Assuming the merger is completed, Marlboro will have avoided the fate suffered by other small Vermont colleges recently. Earlier this year, two schools in the area, Southern Vermont College in Bennington and Green Mountain College in Poultney, announced they were closing due to financial difficulties brought on by declining enrollment and other stresses. Another small graduate school in the area, the School for International Training in Brattleboro, has significantly altered its offerings in large part due to declining enrollment.
Despite the romance of a small college in a Vermont setting, demographics offer a cruel reality. Vermont is faced with declining student populations in its primary and secondary schools. That fact has led to a number of initiatives, like Act 46, to try to make schools and districts with declining enrollments more efficient and sustainable. The results remain to be seen. That declining student population has had a negative effect on colleges and universities in the region, too.
Marlboro College leaders have obviously recognized the trends and have acted to stabilize the school. A few years ago they moved their graduate program from downtown Brattleboro and consolidated it with the undergraduate program on the rural Marlboro campus.

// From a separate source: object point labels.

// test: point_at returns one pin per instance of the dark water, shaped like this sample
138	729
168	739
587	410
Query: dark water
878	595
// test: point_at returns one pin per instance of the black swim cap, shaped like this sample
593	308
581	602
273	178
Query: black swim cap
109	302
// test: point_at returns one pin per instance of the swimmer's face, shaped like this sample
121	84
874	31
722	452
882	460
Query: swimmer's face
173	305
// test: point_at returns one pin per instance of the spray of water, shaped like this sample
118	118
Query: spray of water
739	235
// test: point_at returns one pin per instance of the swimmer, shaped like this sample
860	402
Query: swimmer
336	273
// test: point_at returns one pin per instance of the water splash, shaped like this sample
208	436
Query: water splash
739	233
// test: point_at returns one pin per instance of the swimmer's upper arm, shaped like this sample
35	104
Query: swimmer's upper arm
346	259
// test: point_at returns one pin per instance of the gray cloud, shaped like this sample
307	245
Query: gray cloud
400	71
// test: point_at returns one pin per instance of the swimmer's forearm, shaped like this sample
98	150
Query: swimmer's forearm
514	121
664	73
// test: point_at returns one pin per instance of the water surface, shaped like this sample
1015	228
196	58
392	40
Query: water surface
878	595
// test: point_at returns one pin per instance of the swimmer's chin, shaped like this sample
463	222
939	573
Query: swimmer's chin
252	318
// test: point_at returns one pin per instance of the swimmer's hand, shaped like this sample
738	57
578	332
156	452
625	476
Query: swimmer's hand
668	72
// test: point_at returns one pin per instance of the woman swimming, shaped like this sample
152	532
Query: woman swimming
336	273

As part of that move they sold the downtown property that housed the graduate school. That was a belt-tightening move. But it was only one step in Marlboro’s path to sustainability.
For its part, the University of Bridgeport appears to be large enough and proactive enough to have avoided many of the difficulties faced by the small Vermont schools. Bridgeport had a growth spurt during the 2000s; was proactive in developing online alternatives to traditional learning; and has a reasonable endowment. Marlboro and Bridgeport would appear on the surface to not have many similarities, which could work to both schools’ advantage. Marlboro will offer a much different campus experience than Connecticut, and could serve as a recruiting advantage for Bridgeport, which has close access to large metropolitan areas in southern New England, New York, and beyond. Offering a small, bucolic Vermont setting as part of the college experience could be a big plus in attracting prospective students.
Bridgeport is to be commended for its vision as well. UB president Laura Skandera Trombley said in an interview published on UniversityBusiness.com, “It’s no secret that we have been losing liberal arts colleges for the past decade. We can either stand by and watch these places go out of business, or maybe it’s time to create a new model and make a statement that we want to preserve the diversity of higher education.”
What’s a few college students, more or less? While some might think the college closures or declining enrollments really don’t have much of an impact on their lives, that just isn’t the case. Local colleges bring in students and faculty who support local businesses with spending in stores and restaurants, and for services. Students often work part time or take part in internships that help local businesses operate. Many students end up staying in the area and become part of the community. When enrollment declines or a school has to shutter its doors the economy suffers.
But there’s more to lose than just economic activity. Colleges add to the quality of life in the region. They attract music, art, speakers, and more, things that contribute to the vitality of the area.
How this merger plays out in the long run remains to be seen, but the alternatives for Marlboro were not very pleasant to consider: Continued decline or possible closure. This merger gives the school a new model, as Trombley said, and a chance to continue its mission. Ultimately we all benefit from that.